Charte des Principes de l'Islam

Après le faux-départ de la Grande Mosquée de Paris, Emmanuel Macron avait frappé du poing sur la table. Pas question que ce texte, qui revêtait pour lui une importance politique majeure, ne passe à la trappe. Importance politique majeure, car dans sa volonté de conquête des voix de la droite extrême, la signature d’un accord faisant de l’Islam de France un vassal du pouvoir permettrait de clouer le bec de ceux qui lui reprochaient de ne pas en faire assez contre « l’islamisme ». La plupart des membres du CFCM, ainsi que le recteur de la Mosquée de Paris, ne souhaitant pas s’attirer les foudres du Président, dont ils attendaient beaucoup en retour, financièrement notamment, rentrèrent sagement au bercail.

Tous finirent donc par se résigner à passer sous les fourches caudines d’un texte imposé, sauf – pour le moment – trois fédérations, aussitôt accusées d’être des islamistes infiltrés, des empêcheurs de se courber en rond.
« Il est certain qu’on ne regardera pas de la même manière les fédérations signataires et les autres. » prévient Gerald Darmanin.« Ce qu’on leur demande, c’est de reconnaître les valeurs de la République. Si un certain nombre de fédérations le refusent, c’est une vraie question idéologique.

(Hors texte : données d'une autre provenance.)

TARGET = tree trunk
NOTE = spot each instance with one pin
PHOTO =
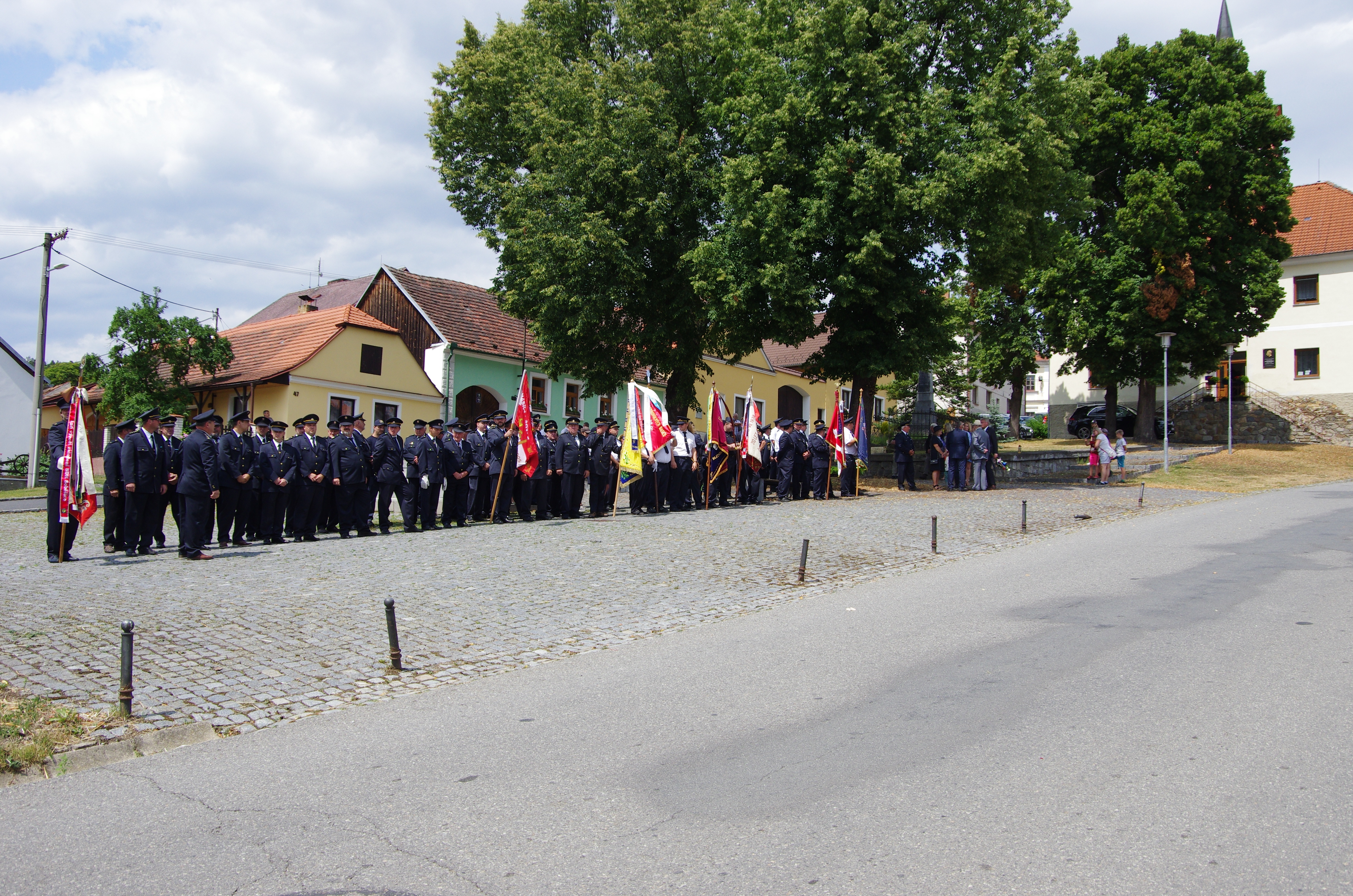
(1145, 431)
(1111, 411)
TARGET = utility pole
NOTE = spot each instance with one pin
(40, 354)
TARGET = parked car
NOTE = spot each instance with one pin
(1079, 424)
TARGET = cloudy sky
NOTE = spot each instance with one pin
(295, 132)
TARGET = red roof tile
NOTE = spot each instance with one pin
(469, 316)
(1324, 216)
(269, 348)
(327, 297)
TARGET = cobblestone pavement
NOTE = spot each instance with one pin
(266, 635)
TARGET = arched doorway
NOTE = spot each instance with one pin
(789, 404)
(474, 401)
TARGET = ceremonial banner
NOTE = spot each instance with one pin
(528, 454)
(631, 462)
(78, 467)
(751, 434)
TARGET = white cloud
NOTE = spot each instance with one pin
(294, 132)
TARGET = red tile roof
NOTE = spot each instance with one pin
(327, 297)
(1324, 216)
(796, 355)
(469, 316)
(269, 348)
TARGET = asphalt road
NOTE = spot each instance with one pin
(1163, 709)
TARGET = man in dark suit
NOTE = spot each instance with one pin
(275, 472)
(428, 458)
(348, 465)
(458, 469)
(570, 463)
(145, 476)
(236, 458)
(410, 503)
(820, 454)
(312, 472)
(387, 459)
(113, 493)
(198, 486)
(904, 457)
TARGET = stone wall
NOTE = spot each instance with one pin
(1205, 423)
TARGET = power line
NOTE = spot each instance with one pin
(151, 247)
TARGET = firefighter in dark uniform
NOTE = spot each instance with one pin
(822, 459)
(570, 465)
(387, 459)
(236, 457)
(413, 501)
(113, 493)
(312, 472)
(198, 486)
(348, 466)
(428, 457)
(276, 472)
(145, 476)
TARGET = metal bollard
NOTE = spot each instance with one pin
(396, 657)
(125, 690)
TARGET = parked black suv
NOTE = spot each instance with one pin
(1079, 424)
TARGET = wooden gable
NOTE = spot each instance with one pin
(386, 302)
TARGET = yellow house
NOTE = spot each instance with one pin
(336, 362)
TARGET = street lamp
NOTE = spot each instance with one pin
(40, 352)
(1165, 346)
(1231, 351)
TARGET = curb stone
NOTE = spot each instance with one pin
(103, 754)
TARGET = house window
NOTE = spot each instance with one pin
(1306, 290)
(1307, 363)
(371, 359)
(339, 407)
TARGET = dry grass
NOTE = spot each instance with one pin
(1259, 469)
(32, 729)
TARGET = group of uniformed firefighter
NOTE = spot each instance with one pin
(237, 482)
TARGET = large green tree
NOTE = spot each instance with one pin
(1190, 195)
(580, 144)
(152, 357)
(864, 136)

Les fédérations signataires feront donc le ménage dans les institutions représentatives. Et puis les non-signataires n’auront pas accès au Conseil national des imams et elles ne seront pas traitées de la même manière»
. Quant à Marine Le Pen, elle estime que les groupes qui ne signent pas « doivent être dissous et interdits ».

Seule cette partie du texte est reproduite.